第16話 皆殺しの真相

 エルフの少女はエルメダと名乗った。エルフは魔力に長ける種族のため、活躍の幅は広い。

 宮廷魔導士団、治療院、魔法学者。多岐に渡る分野で出世の機会があるが、中にはエルメダのような問題を抱える者もいた。


「これは?」

「ご存知ないです?」

「ないですな!」


 彼女の前に出されたのは、桃色のポーションだった。この反応を見て、メディは自論の正しさを認識した。

 魔導士であれば知らないはずがない。お世話にならないはずがないそのポーションは――



「マナポーションです。魔力を回復するんですよ」

「マナポーション……。そういえば飲んだことないなぁ」

「おそらくエルメダさんには必要がないからです」


 メディの狙い通り、エルメダはマナポーションを手に取ろうとしない。

 見た目はフルーツドリンクに近くて親しみやすい色だというのに、エルメダはどこか恐れているようでもあった。

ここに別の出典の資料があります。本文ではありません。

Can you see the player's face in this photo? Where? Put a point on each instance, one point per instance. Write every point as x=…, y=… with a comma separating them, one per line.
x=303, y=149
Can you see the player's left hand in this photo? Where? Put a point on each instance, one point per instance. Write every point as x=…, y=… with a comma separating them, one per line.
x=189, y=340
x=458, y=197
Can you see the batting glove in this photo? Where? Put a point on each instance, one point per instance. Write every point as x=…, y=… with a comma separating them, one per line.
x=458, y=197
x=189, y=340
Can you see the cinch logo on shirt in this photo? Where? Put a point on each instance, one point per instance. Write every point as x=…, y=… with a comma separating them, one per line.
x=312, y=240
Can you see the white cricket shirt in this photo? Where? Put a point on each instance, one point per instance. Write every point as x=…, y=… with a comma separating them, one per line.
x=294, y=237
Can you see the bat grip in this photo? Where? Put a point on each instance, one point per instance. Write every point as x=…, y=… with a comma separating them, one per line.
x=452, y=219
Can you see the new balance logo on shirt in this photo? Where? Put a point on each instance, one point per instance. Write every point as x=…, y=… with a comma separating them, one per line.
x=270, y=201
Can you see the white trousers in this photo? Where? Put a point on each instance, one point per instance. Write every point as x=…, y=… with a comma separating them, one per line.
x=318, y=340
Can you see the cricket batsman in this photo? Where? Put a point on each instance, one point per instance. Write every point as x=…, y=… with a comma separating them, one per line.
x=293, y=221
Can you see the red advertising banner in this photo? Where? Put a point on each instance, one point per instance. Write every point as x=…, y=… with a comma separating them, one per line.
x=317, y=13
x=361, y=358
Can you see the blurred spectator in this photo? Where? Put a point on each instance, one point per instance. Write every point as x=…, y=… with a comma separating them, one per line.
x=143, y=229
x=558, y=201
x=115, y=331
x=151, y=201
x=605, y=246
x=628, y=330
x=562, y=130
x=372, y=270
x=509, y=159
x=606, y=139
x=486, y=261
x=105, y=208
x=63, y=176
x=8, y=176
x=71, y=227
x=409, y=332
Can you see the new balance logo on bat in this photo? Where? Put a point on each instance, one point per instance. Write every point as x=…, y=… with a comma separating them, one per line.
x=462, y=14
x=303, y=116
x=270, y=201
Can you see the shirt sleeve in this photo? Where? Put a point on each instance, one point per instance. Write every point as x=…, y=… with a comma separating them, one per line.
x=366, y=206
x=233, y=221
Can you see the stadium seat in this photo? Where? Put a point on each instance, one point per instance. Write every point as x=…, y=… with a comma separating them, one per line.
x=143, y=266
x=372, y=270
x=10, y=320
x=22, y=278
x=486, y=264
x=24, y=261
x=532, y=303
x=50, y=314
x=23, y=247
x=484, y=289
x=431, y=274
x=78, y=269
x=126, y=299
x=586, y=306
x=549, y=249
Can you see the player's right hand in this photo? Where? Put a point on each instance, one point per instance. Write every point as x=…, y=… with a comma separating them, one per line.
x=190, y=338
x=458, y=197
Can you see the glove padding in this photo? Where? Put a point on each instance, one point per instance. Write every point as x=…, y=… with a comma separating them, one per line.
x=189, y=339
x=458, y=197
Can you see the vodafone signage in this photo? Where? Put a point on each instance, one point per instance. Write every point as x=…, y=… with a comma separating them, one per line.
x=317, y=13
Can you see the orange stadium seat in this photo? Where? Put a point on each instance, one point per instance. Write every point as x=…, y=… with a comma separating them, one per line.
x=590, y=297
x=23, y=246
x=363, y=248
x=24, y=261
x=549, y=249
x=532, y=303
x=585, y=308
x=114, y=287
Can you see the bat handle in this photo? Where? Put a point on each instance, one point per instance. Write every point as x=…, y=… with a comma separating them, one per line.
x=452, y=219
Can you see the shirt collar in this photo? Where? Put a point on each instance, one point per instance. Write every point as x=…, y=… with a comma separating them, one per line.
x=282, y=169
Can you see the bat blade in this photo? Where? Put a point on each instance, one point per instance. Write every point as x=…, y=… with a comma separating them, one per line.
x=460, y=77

 当然、メディは催促しない。エルメダが手を出しては引っ込めて、かなり躊躇している。


「こ、これを飲まなきゃダメ?」

「どうしても飲めませんか?」

「う、うん。ごめんね……」

「やっぱりエルメダさんは優秀な魔道士ですねぇ」

「どうして急に褒めるの」


 メディが頷いて感心する。エルメダは怪訝な顔をするが、メディとしては本心なのだ。


「エルメダさんはマナポーションを本能で避けてますね。それはきっと膨大な魔力のせいです」

「……自分の魔力くらいはわかるよ。でもそれと何の関係が?」

「多すぎる魔力がエルメダさんに詰まっているんです。もうパンパンです」

「ぱんぱん?」

「それをギュっと押し込んでいるんです。さっき腕を抑えていたのも、本能が溜まり過ぎた魔力を放ちたくなったからと思います」


 メディが両手でギュっと押し込む仕草をした。エルメダの頭の上には相変わらず『?』が浮かんでいる。

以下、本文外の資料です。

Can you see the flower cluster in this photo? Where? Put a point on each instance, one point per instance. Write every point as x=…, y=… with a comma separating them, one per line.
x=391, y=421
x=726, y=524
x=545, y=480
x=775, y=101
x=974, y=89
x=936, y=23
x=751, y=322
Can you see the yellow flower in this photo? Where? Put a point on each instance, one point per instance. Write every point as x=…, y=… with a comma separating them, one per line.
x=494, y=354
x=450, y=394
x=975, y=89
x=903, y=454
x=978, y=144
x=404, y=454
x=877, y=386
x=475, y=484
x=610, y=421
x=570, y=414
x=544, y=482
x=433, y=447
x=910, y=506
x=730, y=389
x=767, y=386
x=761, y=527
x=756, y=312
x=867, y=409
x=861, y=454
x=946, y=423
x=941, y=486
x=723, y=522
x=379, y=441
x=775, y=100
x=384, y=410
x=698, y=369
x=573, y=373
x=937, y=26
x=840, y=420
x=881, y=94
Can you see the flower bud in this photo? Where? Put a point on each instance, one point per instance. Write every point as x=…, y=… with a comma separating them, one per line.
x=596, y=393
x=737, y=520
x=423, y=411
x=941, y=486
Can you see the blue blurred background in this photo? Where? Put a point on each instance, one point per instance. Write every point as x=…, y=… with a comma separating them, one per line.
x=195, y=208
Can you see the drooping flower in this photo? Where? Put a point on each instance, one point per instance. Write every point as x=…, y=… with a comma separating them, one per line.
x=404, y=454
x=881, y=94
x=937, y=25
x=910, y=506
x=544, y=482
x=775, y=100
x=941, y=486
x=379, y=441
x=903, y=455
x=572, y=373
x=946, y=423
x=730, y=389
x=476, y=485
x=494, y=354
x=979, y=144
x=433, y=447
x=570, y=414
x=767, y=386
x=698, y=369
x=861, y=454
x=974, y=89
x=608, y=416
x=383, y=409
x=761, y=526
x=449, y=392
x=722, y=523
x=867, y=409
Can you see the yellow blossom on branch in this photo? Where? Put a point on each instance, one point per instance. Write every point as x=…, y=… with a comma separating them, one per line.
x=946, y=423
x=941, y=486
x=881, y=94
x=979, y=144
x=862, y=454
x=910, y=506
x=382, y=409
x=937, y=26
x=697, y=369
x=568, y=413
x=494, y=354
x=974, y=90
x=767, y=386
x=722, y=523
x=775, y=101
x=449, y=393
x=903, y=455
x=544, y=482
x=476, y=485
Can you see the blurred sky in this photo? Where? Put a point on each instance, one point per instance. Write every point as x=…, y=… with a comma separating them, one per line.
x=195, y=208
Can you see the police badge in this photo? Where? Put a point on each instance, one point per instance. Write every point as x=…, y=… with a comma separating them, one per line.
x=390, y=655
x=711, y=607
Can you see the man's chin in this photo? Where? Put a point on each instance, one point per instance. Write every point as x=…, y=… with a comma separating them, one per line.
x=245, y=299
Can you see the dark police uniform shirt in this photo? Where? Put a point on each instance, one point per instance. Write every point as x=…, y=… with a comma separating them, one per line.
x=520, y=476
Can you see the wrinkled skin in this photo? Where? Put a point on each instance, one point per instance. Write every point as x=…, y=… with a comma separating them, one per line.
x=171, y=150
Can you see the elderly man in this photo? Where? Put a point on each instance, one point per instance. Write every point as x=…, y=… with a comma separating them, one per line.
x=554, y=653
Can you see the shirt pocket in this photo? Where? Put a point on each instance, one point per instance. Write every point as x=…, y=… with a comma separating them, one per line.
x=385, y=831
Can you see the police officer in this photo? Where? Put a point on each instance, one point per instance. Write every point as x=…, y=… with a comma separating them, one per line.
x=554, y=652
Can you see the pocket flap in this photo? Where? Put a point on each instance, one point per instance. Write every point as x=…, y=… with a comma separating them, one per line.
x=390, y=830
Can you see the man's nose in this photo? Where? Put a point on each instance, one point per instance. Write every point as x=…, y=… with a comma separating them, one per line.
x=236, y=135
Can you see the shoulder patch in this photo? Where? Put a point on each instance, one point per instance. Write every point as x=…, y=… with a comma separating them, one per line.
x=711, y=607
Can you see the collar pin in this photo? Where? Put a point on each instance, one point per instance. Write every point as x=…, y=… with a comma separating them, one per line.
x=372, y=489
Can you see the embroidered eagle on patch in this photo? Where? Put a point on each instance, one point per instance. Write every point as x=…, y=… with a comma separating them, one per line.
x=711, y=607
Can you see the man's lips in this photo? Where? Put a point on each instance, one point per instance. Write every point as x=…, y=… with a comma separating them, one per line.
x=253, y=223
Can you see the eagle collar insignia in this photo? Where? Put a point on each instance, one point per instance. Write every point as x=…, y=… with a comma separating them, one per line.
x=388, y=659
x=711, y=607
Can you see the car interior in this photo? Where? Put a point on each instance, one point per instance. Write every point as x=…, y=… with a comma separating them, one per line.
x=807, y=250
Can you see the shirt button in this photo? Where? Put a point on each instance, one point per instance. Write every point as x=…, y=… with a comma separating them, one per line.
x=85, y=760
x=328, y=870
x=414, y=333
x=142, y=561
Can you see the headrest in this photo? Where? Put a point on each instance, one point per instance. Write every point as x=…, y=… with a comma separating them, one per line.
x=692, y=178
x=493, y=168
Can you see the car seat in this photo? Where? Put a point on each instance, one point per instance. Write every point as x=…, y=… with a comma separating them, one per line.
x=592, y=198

「私、魔力は完全に感知できないんですけど、靄みたいな形で見ることはできます。魔導士の人達には大体、靄がかかってますね。ですがエルメダさんにはそれがありません」

「それって他の魔導士は魔力が常に漏れてるってこと? そういえば、他の魔道士は確かにそんな感じだったかな……」

「そうです。それが自然なんです」

「じゃあ、私の中にパンパンになった魔力が常に詰まっていて……いつかバァァァァァンって破裂しちゃうってこと!?」

「そうならないように何とかしましょう」


 エルメダが二の腕をさすっている。自身が破裂するところを想像してしまったのだ。

 無駄に豊富な想像力が彼女をより恐怖の底に落とす。


「あ、あの。ちょっと魔法を使ってくる」

「ダメです!」

「だ、だよね……」


 メディはこの出会いに感謝した。もしエルメダがこのままこの村に立ち寄らず、問題解決に至らなければ大惨事になっていた可能性があるからだ。


「魔法を使った時に高威力になりすぎてしまうのは、エルメダさんの身体のせいだからです。強力な魔法耐性が外側と内側にあるんです」

「……魔法を放つ時、確か時間差があった。それって?」

「膨大な魔力が体から放たれる時に、強力な魔法耐性をかすかに破っているんです。水がたくさん入ったカップに穴があいたら、勢いよく流れ出るのと同じです」

「で、でも魔法耐性を破ったらそのまま漏れ続けるんじゃ?」

「そこがエルメダさんのすごいところです。破ってもすぐに修復されちゃうんですよ。特異体質といってもいいです」


 エルメダは理屈の前に、メディという少女に感心した。彼女がこんな辺境に来たのは、誰にも迷惑をかけたくないからだ。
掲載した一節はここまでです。